A host of challenges will have to be met by those trading partners, especially net exporters, whose terms of trade will deteriorate and currencies weaken.
Adapting to that will require flexible labour forces and capital markets, governments responsive enough to help steer the resources toward the development of new opportunities with China and flexible financial institutions that can lend to businesses operating in sectors that will be new to certain regions, Gruenwald said.
Among those that are developed and prepared enough to make the change are Australia, which is transitioning into a commodity exporter to China, and Korea, which could act as a good supply chain intermediary with China, Gruenwald said.
IMPACT ON EUROPE
Mitsuhiro Furusawa, deputy managing director at the International Monetary Fund, added to that list low wage, low income Asian countries such as Bangladesh, Myanmar, Cambodia and Vietnam, which stand to benefit from China’s exit from the labour-intensive export sector.

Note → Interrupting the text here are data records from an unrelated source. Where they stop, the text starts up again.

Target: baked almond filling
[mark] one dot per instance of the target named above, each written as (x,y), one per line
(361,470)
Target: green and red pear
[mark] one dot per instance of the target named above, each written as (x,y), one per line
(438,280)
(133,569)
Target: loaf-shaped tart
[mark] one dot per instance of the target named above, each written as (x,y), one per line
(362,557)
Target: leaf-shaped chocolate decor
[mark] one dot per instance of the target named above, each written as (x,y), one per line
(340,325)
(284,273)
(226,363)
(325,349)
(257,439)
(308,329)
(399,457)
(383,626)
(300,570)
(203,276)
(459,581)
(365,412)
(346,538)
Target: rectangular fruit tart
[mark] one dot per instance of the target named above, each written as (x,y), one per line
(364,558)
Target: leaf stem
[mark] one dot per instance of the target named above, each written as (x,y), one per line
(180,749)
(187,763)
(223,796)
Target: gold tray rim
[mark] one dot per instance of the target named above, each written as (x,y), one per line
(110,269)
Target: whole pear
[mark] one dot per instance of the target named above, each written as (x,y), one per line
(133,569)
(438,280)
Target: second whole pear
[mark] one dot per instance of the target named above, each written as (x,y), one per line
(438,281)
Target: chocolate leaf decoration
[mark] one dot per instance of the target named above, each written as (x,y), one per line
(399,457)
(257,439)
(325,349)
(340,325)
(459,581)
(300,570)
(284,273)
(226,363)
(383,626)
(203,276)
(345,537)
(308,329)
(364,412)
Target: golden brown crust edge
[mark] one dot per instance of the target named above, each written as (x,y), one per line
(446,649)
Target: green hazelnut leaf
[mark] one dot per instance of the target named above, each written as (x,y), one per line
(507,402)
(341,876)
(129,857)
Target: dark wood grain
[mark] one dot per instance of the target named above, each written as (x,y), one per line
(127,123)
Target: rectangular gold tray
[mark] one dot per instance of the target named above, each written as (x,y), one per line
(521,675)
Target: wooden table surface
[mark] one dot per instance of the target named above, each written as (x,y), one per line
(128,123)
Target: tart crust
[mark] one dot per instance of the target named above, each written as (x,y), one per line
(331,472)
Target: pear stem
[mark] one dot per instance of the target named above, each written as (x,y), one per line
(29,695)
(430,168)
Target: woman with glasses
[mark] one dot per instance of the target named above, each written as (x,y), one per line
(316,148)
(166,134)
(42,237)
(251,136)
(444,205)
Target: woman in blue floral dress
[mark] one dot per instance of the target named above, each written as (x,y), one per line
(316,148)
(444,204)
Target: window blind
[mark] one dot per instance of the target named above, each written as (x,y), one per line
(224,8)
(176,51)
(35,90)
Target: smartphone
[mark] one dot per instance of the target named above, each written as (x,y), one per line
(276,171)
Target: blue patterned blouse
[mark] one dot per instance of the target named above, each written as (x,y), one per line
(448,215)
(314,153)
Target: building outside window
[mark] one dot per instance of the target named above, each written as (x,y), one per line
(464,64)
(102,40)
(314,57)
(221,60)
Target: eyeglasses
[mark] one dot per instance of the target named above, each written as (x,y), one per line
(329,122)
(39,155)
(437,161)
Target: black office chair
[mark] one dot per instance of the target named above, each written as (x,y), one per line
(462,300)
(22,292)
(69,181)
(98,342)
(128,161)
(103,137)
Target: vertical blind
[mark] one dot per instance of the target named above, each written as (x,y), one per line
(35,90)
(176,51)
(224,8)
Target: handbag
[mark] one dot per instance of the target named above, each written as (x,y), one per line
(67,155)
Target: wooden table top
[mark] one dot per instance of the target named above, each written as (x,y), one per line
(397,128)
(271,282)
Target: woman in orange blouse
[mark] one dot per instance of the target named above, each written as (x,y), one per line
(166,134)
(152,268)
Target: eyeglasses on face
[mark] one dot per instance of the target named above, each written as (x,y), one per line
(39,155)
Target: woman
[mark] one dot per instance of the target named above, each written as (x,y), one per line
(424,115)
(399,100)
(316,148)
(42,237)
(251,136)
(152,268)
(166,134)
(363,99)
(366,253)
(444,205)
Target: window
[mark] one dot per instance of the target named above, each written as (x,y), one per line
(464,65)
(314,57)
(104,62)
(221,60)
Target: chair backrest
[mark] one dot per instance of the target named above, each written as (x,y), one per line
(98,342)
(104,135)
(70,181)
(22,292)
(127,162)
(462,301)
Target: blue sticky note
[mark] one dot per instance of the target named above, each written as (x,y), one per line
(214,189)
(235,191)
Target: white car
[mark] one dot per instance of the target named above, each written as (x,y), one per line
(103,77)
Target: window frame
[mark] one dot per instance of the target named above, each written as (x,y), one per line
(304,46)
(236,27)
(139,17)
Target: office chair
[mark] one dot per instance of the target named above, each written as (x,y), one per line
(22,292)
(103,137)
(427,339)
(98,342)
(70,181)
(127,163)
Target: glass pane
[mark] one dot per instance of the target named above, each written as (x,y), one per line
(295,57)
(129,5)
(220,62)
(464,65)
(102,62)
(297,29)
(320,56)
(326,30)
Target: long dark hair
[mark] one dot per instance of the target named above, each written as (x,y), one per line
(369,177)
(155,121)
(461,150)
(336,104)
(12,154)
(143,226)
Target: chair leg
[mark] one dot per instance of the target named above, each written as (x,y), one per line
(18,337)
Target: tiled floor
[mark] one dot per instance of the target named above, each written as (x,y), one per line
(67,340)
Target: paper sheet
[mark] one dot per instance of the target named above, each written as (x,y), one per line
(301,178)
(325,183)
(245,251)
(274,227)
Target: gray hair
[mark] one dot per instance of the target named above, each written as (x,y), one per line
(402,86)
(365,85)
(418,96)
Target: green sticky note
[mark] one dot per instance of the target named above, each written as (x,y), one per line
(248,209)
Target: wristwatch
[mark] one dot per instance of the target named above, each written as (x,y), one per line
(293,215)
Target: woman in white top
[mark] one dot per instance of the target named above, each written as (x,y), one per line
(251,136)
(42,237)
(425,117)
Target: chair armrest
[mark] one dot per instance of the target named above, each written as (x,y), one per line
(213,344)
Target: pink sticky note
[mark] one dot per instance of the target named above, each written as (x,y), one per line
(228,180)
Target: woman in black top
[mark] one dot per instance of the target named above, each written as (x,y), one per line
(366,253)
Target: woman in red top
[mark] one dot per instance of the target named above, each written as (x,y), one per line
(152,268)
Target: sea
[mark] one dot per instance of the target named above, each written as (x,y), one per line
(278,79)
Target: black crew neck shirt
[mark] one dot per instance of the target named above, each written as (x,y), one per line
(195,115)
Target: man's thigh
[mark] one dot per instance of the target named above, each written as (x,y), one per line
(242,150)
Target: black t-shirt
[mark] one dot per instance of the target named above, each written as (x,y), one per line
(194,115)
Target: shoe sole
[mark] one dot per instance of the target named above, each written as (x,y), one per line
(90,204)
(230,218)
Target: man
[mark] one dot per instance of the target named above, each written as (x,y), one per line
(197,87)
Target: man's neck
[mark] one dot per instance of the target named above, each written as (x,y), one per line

But some Asian countries may be significantly more vulnerable to fluctuations in their trade relationships with China. The success or failure of those countries to manage their economic links to China will have a magnifying effect on global economic performance.
But for those individual economies, a slowdown in China or a change in trade conditions could be meaningful. “It’s hard to do a rebalancing ex-post,” S&P’s Gruenwald said.
“China’s a huge trading partner for a lot of these countries,” he added, noting Indonesia as an economy that could go either way. The election of president Joko Widodo in 2014, who has made reforms friendly to domestic growth, has benefitted the country greatly, but its status as a heavy exporter of commodities including coal to China could negate those benefits.
Indonesia “is a big domestic story, but on the external side, we’ll have to watch those three or four factors. And they’re going to be enough to move the needle,” said Gruenwald.
European countries will also be affected such as Germany, whose car manufacturers have experienced a boom in China in recent years.
Europe’s strengthening economic link to China is manageable, said Yves Mersch, member of the executive board of the European Central Bank. The percentage of Europe’s trade with China is large, but not worrisome, he said, and only 1% of European banks have loans or debt outstanding to China.